Time Out New York declared last year that the Kalahari, in Harlem, was the ugliest condo in the city (no mean feat that). "This is reminiscent of the Kalahari Desert," they said. "Municipal buildings in the Kalahari Desert, that is."

But if it’s nasty on the outside, it does redeem itself when it comes to the "internationally acclaimed artists" chosen for the building’s art collection. How that happened I don’t really know: normally the phrase "internationally acclaimed artist" is code for "we’re pulling a fast one on you". But somehow the building managed to end up with an El Anatsui on its walls – something genuinely coveted by a large number of very serious art collectors.

I suppose this marks the point at which El Anatsui starts acquiring a veneer of Corporate Kitsch. I love his work, which looked gorgeous in Venice last sumer, and he’s permanently associated in my mind for some reason with the phrase "rolls like thunder off the walls", which I think I read in an art review once.

But there’s a world of difference between a site-specific installation on a Venetian palazzo, on the one hand, and a tacked-up attempt to further intensify an aura of self-congratulation among buppie condo buyers, on the other.

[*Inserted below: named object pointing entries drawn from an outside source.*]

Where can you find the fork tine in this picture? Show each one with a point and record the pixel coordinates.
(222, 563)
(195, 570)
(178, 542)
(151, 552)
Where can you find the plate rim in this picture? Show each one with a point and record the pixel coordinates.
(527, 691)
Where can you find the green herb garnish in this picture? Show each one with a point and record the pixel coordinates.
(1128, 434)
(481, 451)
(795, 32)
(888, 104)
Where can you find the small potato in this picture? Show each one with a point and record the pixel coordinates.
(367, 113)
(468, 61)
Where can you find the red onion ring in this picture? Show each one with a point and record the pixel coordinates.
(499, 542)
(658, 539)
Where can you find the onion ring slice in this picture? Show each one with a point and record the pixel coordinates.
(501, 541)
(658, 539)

The scale of Anatsui’s work lends itself naturally to large corporate lobbies, and he might well end up being just another easily-recognizable trophy artist, like Frank Stella or Henry Moore, bought as a badge of sophistication to impress visitors. And, frankly, if he does, then good for him, that’s where the big money is. But his position in the art world will definitely shift if and when that happens, and he’ll lose some of the buzz he’s had until now.